The Arbitration Centre is not equipped, from an infrastructure point of view, to handle such a heavy workload. To start with, the building which houses the centre only has four rooms which may be made available to the parties. Sittings would therefore have to be held in the private chambers of the arbitrators, which are not always in Valletta, where we lawyers work. The number of available arbitrators to be chosen in both spheres referred to by the permanent secretary are also limited.
Having said this I feel that what is of paramount importance, for us lawyers, is the time when the sittings to be held before the arbitrators are going to be held.
A system has been introduced and, by and large, all the judges agree that cases should be heard by appointment. Naturally, they expect, and rightly so, that the appointments given are to be respected. The sittings before the judges are held in the mornings and on rare occasions also in the afternoon.
The sittings before the chairmen of the Small Claims Tribunal are held from 12.30 p.m., sometimes, even though rarely, up till 3 p.m.
Sittings before the court-appointed referees or experts are normally held after 11 a.m., sometimes even in the evenings at the offices of the experts involved.
Presumably, the sittings to be held before the arbitrators would invariably have to be fixed by appointment - thereby avoiding unnecessary loss of time for all concerned. Hence, the only time available would be between 3 and 5 p.m.
Bearing in mind that a person has the right to be assisted by a lawyer of his choice and the fact that most lawyers are busy with their work, the lawyer must have enough time to prepare himself in the interests of his client.
Shouldn't a lawyer have time to prepare his writs/summons/applications/notes of submissions and whatever else is required of him, within the time-frame established by the courts? When is he going to find this time?

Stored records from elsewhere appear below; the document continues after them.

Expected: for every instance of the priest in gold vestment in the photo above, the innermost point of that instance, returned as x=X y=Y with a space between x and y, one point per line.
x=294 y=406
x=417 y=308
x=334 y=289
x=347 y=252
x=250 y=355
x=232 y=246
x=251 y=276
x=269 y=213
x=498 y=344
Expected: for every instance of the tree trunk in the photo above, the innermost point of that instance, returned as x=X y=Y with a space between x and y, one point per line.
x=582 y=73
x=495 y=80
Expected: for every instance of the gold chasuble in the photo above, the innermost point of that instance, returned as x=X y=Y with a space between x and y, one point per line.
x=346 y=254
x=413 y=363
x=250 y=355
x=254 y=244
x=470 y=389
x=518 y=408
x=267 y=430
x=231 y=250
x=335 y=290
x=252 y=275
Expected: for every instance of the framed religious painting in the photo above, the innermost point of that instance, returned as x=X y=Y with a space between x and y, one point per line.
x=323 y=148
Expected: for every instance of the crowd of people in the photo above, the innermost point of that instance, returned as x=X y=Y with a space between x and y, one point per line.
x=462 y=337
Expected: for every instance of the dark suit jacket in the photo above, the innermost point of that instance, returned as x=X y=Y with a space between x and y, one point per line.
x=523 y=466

Shouldn't a lawyer have time to interview his clients to see whether the claim put forward by his client merits further consideration and legal proceedings?
Shouldn't a lawyer have enough time to deal with his correspondence?
Finally, is the lawyer entitled to have some free time to have a sandwich and a cup of tea, sometime during the day?
Once over recent years it has been proven that the system before the Small Claims Tribunal has worked very satisfactorily, why dismantle it and leave it to deal solely with debt collection?
If the arbitration system has not been so widely availed of, this is not because the system is bad or that the arbitrators are not capable persons, but simply because the Maltese mentality does not accept such a system. It is certainly not fair on the government of the day to try and force its ideas down the throats of the Maltese people.
Very often, when I have suggested to my clients to refer their matter to arbitration, I have been regaled with a suspicious response and I have only managed to convince those very few, who have actually agreed.
All in all I believe, and so do many of my colleagues, with whom I have discussed the issue, that arbitration should be voluntary and not mandatory.